Professor Mann has been working for nearly 20 years on the project at the Westmead Millennium Institute for Medical Research, University of Sydney and the Melanoma Institute Australia. Professor Mann said: "We found one percent of people are carrying this mutation. In Australia, that means there are 200,000 people carrying this mutation, and their risk of melanoma is nearly 2.5 times higher than your average Australian, just for this reason.
"This work helps to explain why some people are more vulnerable to melanoma than others. It will help determine how often people need to be screened and how they can best protect themselves from melanoma," he added.
The research was part of a concerted effort with the Queensland Institute for Medical Research, the University of Sydney School of Public Health, University of Melbourne, Queensland Cancer Fund, Harvard Medical School, and the Translational Genomics Institute, Phoenix.
The discovery comes from combining the results of two studies, using cutting-edge gene sequencing. The first, an ongoing study of DNA from families with melanoma, started in the 1980s. Researchers discovered in 1993 that a gene called p16 contributes to melanoma in such families.
Professor Mann commented: "But that only accounted for a quarter of the families. We've been trying since then to find the mutations contributing to the rest of the families' melanomas.
"The key step was to sequence the DNA of every gene of one person from each of these large families, using technology that's only become available in the last few years. The mutation in MITF stood out, but we were puzzled that it did not seem to cause melanoma in most people who carried it."
Because the team had also been comparing the DNA of thousands of people with and without melanoma across Australia, they were able to solve this mystery, showing that the extra risk from the mutation was only moderate - about 2.5 times the Australian average.
"This is much less than the effect of p16 mutation, but MITF mutation is much more common," Professor Mann said.
"Most importantly, we have been able to show how the mutation works - it makes the MITF more active, and this gives us a handle on how to counteract it."
The same researchers are now hoping to identify all the common gene mutations that lead to the deadly cancer melanoma so they can tailor each patient's treatment.

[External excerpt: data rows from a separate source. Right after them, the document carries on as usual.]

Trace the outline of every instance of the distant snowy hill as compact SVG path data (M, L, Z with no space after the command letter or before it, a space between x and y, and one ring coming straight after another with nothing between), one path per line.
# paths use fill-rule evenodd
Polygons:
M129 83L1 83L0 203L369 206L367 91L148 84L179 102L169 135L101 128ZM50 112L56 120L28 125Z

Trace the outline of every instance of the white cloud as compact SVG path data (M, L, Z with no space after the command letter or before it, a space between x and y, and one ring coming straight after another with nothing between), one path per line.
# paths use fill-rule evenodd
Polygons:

"We are beginning to see the fruits of decades of work on melanoma genetics," said Professor Mann. "The next important stage is the Melanoma Genome Project, which will allow us to build on these discoveries so that new diagnostic tests and new targeted drugs can be developed to combat the mutations that drive melanoma and make it often so dangerous."
The two-year Melanoma Genome Project, which researchers are about to commence, will cost $5 million to complete, and seeks to identify all of the genetic mutations in melanoma.
Melanoma kills more than 1200 people in Australia each year. It is the most common cancer among people aged 15 to 44 and the numbers are rising.